Una delle manifestazioni piu' significative della nostra cultura della violenza e' l'importanza considerevole degli investimenti intellettuali consentiti nell'attivita' delle nostre societa' per la fabbricazione delle armi in vista di organizzare l'omicidio di massa dei nostri simili, e noi siamo a tal punto "coltivati" che questa produzione di armi non soltanto non ci scandalizza, ma nemmeno ci stupisce. Noi abbiamo d'altra parte a nostra disposizione una quantita' di argomenti per giustificare questo fatto.
La cultura della violenza ha bisogno di riferirsi a una costruzione razionale che permetta agli individui di giustificare la violenza. E' qui che interviene la "ideologia della violenza”. La sua funzione e' quella di costruire una rappresentazione della violenza che evita di vedere cio' che essa e' effettivamente: inumana e scandalosa. L'ideologia della violenza mira ad occultare cio' che la violenza ha di irrazionale ed inaccettabile e a farne prevalere una rappresentazione razionale accettabile. Si tratta di dissimulare la realta' scandalosa della violenza attraverso una rappresentazione che la valorizzi positivamente. Lo scopo ricercato - e spesso raggiunto - e' la banalizzazione della violenza. Invece di essere bandita - dichiarata fuori legge - la violenza e' banalizzata - dichiarata conforme alla legge. Da questo momento, piu' nessun freno intellettuale si opporra' all'uso della violenza.
"La morale, scrive Emmanuel Levinas, non appartiene alla cultura: essa permette di giudicarla" (3). Per poter giudicare la cultura, e' importante dunque sospendere la nostra adesione ai giudizi che la cultura ci ha inculcato.

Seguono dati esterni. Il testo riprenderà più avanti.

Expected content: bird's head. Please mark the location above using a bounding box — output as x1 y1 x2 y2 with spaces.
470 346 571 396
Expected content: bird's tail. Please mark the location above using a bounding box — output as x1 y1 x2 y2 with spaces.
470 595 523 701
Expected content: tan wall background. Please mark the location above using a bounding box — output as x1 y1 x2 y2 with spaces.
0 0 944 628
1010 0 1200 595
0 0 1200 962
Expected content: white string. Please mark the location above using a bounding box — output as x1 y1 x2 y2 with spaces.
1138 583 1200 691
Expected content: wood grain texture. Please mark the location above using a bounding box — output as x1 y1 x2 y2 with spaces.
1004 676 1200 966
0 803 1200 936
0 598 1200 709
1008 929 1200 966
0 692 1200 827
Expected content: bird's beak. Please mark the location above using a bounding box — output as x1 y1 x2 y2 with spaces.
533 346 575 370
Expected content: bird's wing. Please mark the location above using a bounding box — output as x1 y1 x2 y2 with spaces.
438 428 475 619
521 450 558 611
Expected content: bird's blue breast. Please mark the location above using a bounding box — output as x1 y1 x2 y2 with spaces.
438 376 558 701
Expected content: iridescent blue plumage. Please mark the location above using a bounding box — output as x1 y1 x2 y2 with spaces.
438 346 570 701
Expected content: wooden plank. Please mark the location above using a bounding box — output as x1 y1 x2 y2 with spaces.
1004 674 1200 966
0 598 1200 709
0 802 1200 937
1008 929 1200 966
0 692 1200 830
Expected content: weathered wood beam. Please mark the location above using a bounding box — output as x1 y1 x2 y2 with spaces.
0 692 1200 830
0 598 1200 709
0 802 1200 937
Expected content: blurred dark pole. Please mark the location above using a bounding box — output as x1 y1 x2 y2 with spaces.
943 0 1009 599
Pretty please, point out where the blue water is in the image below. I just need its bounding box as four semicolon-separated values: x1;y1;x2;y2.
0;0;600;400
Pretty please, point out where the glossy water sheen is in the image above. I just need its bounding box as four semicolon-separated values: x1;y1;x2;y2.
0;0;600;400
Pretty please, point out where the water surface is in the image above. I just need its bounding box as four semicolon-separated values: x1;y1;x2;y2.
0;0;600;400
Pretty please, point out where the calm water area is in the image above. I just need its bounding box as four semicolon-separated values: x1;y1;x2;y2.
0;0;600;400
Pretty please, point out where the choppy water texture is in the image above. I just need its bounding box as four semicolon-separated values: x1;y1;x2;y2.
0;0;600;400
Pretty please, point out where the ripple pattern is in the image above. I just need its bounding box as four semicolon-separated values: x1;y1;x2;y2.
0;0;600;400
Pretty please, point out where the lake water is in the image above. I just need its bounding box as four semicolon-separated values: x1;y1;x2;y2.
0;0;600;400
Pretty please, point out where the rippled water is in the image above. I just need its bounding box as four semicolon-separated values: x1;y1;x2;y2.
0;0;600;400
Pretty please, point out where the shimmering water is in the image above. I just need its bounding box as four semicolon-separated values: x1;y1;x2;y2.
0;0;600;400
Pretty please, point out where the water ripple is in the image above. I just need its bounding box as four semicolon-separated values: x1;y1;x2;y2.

Difficile impresa, che esige di prendere una distanza dalla nostra cultura per disapprendere quello che noi abbiamo appreso, per rinnovare il nostro sguardo sull'uomo e sul mondo, per ri-pensare il nostro pensiero. Si tratta di rimettere in causa i nostri saperi per rimettere ordine nelle nostre idee. Si tratta di mettere in dubbio le nostre credenze per ri-prendere coscienza, per ri-prendere conoscenza. Ma in nome di quali criteri e di quali esigenze? In nome della filosofia? Ma dove scoprire la sorgente della filosofia se non ancora nella nostra cultura? Sarebbe illusorio pretendere di sfuggire ad ogni influenza, ma forse e' possibile prendere la misura delle influenze culturali alle quali noi siamo stati sottomessi - esse sono molteplici e contraddittorie - e di discernere quelle che sono delle aperture verso una maggiore luce, che sono portatrici di senso, e quelle al contrario che sono delle chiusure e degli accecamenti. Forse e' possibile scegliere le nostre influenze. L'uomo deve fare questa scommessa, che egli non e' un essere determinato sottomesso alla fatalita'. Egli non e' libero, egli non nasce libero, ma puo' conquistare la propria liberta'. La liberta' e' sempre un inizio, un ri-cominciamento. Come ultima risorsa, l'uomo non ha altra scelta che farsi lui stesso giudice della verita' che da' senso alla sua vita. Egli non potrebbe senza dimissionare dalla sua responsabilita' sottomettersi a una qualunque autorita' esteriore che gli detti la verita'. Per diventare responsabile ed autonomo egli non puo' far altro che affidarsi alla sua propria ragione e non alle ragioni degli altri. Poiche' e' un essere ragionevole, l'uomo ha la facolta' di liberarsi poco a poco dai condizionamenti e dalle chiusure della cultura per costruire poco a poco il suo pensiero, la sua morale, la sua filosofia.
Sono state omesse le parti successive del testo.